Abstract 3630: Function-Blocking Extracellular Matrix Metalloproteinase Inducer (EMMPRIN) Antibody Injection is Neuroprotective after Focal Cerebral Ischemia

Abstract

Introduction: Extracellular metalloproteinase inducer, EMMPRIN, is a cell surface glycoprotein found on endothelial cells and astrocytes and has a key role in the expression of MMPs. It was reported that EMMPRIN expression is upregulated in a mouse model of permanent cerebral ischemia and that EMMPRIN co-localized with MMP-9 in infarcted tissue. There is evidence to support that elevation of MMP activity contributes to injury after stroke and that inhibition of MMPs can reduce infarct volume in rats.
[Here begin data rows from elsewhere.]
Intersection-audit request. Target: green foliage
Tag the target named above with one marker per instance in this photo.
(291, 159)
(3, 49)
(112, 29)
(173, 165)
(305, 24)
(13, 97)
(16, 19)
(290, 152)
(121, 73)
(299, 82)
In this study we hypothesized that inhibition of EMMPRIN with a function-blocking antibody would reduce infarct volume and improve stroke outcome in mice subjected to a MCAO stroke through reduction in MMP activation. Methods: Transient 90-minute middle cerebral artery occlusion (MCAO) was performed on male wild-type mice treated with vehicle, rat IgG2a (eBioscience), or with function blocking anti-EMMPRIN antibody (eBioscience) injected via tail vein. A single injection was given at stroke onset. Mice were sacrificed at 48 hours post reperfusion. Brains were harvested for TTC staining (n=4/group; significance p<0.05). A second cohort of vehicle and drug treated mice (n=3 vehicle, n=7 drug) were subjected to transient 90-minute middle cerebral artery occlusion and were sacrificed at 72 hours. These mice were given the initial dose at stroke onset and an additional dose at 48 hours. Both cohorts were subjected to behavioral analysis using a modified 4 point scoring system. Results: Mice treated with the function blocking EMMPRIN antibody had smaller infarct volumes when compared with vehicle treated animals. This reduction in damaged tissue was consistent in the cortex, striatum and total hemisphere of each group. Drug treated mice had improved behavior scores when compared to vehicle treated mice at both the 48hr and 72hrs time points. Furthermore, vehicle treated mice had higher mortality rates (20% at 48hrs and 66% at 72hrs) than drug mice (0% at 48hrs and 14% at 72hrs) at both time points. Discussion: Animals treated with a function-blocking antibody to EMMPRIN presented with less infarct volume and better behavior scores than similar animals treated with vehicle. Thus, EMMPRIN inhibition is neuroprotective. Considering monoclonal antibody therapy has been successful in the treatment of other diseases, this data suggests that inhibition of EMMPRIN via administration of an antibody could have therapeutic potential for stroke patients.